Grinnell made a little dumb show of exasperation at the shelves of empty boxes that had contained the latest hot-ticket title, then left, answering a curious glance from the clerk nearest the door with a rueful shake of his head.
The minivan was parked on the far edge of the lot, just outside the range of the near lamppost. The man in the passenger's seat in front rolled down his window as Grinnell approached. The man wore his sandy hair long but neat, with a drooping gunfighter's moustache stained yellow at the edges from nicotine. Grinnell supposed he dipped snuff, the most pointless abuse of tobacco he could imagine.
"Three clerks," Grinnell said. "One guard." He described the man in the Hawaiian shirt.
"Anything there?" The man in the van had a Kentucky accent that he could dial up or down according to mood. Grinnell couldn't tell if it was genuine. The other three men in the vehicle called him Wild Bill.
"not to look at, but you want to pin him down first. This is the fourth time for this chain." It was a warning, but he stopped short of making it a suggestion.
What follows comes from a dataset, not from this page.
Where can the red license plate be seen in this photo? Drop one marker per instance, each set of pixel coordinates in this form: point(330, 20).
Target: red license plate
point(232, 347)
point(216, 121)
He hadn't had any trouble with this crew, but it was never wise to underestimate the sensitivity of a wrecker, much less of one who allowed his team to address him by an Old West nickname.
"What else?"
"The clerk stocking the racks wears a nose ring; tattoos on both wrists. He might be a use."
"What else?" he asked again.
"That's it."
"Okay." The window slid back up.

2 comments:

The Dude said...

Never heard of him. At first I thought it was a Raylan story, but I was wrong.

Trooper York said...

Similar author to Elmore Leonard. Not as famous but almost as good.

One of the top mystery/western authors around and one of my personal favorites.